On previous trips I’ve ta
Only 400 miles to go. I roll out onto IH-10, another concession to the interstate since Hwy 90 swings too far south and, like an old horse, I can smell the barn. The most direct route will serve my purpose best.
I’ve driven this highway so many times over the past 45 years I’ve practically got it memorized. One thing that’s changed is the speed limit, now 80 mph, which puts me in the slow lane at about 65 mph. Everyone passes me; I pass no one, which for some reason I find mildly amusing.
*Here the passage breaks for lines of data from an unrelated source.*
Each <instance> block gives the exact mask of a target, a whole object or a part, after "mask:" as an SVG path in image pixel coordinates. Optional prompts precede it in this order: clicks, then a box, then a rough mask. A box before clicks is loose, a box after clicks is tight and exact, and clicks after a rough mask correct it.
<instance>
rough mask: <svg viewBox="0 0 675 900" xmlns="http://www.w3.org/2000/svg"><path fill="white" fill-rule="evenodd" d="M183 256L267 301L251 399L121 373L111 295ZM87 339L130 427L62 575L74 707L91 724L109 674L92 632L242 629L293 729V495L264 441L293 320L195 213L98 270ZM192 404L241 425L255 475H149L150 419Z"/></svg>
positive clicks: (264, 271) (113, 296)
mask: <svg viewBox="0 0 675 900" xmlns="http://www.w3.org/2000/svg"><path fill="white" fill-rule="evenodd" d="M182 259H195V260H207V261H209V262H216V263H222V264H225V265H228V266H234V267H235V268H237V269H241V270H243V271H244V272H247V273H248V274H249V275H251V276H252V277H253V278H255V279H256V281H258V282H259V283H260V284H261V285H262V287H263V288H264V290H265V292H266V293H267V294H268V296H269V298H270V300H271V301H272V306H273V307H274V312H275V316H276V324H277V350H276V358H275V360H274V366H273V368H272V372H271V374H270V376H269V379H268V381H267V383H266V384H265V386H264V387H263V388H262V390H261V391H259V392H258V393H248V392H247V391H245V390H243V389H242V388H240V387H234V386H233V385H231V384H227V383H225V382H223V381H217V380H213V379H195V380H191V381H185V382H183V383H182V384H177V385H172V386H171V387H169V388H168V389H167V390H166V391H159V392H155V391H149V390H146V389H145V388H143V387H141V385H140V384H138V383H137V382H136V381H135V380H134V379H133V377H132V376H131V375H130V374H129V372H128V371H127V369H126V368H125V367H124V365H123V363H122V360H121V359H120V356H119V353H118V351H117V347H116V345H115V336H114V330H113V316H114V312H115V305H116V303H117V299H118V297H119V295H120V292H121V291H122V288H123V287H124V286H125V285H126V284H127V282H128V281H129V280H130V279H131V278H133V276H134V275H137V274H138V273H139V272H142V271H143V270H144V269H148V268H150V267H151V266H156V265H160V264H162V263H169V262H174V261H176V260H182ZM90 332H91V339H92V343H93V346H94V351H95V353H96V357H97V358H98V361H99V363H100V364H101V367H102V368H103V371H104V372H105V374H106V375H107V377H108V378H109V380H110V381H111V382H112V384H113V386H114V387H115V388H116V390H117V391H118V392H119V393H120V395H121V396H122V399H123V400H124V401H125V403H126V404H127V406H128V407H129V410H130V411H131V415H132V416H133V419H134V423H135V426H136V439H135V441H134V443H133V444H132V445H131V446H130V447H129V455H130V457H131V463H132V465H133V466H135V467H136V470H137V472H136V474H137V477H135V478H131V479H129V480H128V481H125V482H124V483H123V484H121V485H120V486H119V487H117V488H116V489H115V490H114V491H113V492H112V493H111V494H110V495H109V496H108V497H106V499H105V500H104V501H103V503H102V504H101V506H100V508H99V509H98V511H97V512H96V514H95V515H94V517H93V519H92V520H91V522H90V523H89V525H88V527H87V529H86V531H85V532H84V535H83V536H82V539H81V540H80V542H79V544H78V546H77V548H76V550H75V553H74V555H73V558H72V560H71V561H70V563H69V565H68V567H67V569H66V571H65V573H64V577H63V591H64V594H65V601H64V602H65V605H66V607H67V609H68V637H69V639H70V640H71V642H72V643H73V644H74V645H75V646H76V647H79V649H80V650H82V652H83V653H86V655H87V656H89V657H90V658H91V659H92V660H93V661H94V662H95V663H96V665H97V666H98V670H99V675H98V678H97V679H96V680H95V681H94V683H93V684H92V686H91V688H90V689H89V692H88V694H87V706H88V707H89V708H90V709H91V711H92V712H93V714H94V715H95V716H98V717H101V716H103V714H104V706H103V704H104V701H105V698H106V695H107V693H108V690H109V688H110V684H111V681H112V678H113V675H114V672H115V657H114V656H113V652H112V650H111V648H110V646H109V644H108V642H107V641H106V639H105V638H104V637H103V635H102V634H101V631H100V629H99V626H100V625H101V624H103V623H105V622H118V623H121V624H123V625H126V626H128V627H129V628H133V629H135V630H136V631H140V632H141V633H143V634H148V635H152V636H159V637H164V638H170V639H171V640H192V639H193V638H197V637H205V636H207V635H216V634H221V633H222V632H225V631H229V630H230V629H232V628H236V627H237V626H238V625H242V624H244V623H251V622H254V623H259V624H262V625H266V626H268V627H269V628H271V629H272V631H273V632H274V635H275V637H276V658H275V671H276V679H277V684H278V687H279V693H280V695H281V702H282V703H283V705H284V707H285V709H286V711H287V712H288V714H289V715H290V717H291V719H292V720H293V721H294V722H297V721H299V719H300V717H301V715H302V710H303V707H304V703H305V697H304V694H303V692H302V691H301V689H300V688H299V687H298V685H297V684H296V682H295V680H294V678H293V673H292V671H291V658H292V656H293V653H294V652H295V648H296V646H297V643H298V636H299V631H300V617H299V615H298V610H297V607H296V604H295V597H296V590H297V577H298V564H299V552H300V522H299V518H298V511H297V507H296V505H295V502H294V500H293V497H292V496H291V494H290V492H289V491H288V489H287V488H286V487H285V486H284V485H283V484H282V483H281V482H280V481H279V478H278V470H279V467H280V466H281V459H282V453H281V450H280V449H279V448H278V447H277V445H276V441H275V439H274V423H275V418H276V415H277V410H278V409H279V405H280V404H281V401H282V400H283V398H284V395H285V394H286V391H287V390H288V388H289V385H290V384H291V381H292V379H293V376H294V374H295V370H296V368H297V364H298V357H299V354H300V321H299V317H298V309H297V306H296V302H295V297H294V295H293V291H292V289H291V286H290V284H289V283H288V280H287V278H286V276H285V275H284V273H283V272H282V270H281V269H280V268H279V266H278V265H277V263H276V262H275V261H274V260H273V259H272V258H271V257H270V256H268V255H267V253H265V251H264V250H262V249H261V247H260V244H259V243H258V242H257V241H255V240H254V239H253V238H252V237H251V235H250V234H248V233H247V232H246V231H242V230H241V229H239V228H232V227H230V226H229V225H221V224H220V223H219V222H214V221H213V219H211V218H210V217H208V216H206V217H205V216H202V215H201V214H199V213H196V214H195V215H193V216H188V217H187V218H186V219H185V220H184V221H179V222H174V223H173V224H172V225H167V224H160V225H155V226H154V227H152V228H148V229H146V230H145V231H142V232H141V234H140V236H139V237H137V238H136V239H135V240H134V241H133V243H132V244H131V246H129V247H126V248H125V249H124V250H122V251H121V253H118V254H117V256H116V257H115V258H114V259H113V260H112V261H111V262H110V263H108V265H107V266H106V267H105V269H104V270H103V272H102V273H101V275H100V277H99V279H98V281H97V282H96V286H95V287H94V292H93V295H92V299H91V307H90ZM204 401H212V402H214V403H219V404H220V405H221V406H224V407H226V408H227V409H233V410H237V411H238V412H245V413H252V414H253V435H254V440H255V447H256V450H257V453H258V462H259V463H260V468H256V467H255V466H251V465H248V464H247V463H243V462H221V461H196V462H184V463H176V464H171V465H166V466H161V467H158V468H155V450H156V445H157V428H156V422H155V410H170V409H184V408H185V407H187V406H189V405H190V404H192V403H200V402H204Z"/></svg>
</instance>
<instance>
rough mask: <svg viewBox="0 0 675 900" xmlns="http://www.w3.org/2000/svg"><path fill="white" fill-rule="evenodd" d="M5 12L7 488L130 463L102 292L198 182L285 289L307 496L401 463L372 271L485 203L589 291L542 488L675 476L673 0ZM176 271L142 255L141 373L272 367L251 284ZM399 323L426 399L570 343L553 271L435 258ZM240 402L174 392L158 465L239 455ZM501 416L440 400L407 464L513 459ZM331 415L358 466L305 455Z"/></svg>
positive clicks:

The closer I get to home, the worse the landscape looks. Even before Ft. Stockton, the green desert scrub, creosote bush and sage, are brown and desiccated by drought, something I’ve never seen before in this area. It’s the same all the way to Comfort.
About 20 miles west of Junction, the dreaded wrench icon on my dash lights up. A few minutes later, I watch the engine temperature needle rise into the red and a warning flashes on the dash: “Check Engine Temperature.”
I pull off the highway as far as I dare and let the engine idle until the temperature drops to normal, about 10 minutes. Then I switch the engine off and restart. Good. The wrench light is off.
I lumber back onto the highway, keeping my speed down to 55 mph, which is like standing still at Daytona. Sure enough, the needle starts to rise again after a few minutes.
It seems I still have one more adventure left in this trip. I pull off the road again and wait at idle for the needle to drop. Then I shut off the air conditioner (something I never did even in Death Valley, where there are large caution signs warning you to do so to take the extra load off the engine) and merge back into the traffic lane, this time going only 45 mph with my 4-way flashers on.
It happens that there are some substantial uphill grades through Junction and the Kerrville area. I play an off and on game, sometimes driving off the traffic lane on the shoulder because I’m so slow, other times pulling into the lane as I coast back down a hill. I am determined that one way or another I will make it home under my own power.
Finally I exit the interstate at Comfort and feel more easy driving ridiculously slow on the back roads. The last gasp is a steep hill leading up to my house. The needle is in the red, but screw it! I’m here! Jane opens the gate as I make the last few hundred yards, practically wheezing all the way.
To paraphrase T.S. Elliot: This is the way my journey ends, not with a bang but a whimper.
NOTE: To all who’ve followed this blog, thank you. I’m gratified and humbled that you took the time to read it. I hope in some small way I’ve given you the chance to ride shotgun.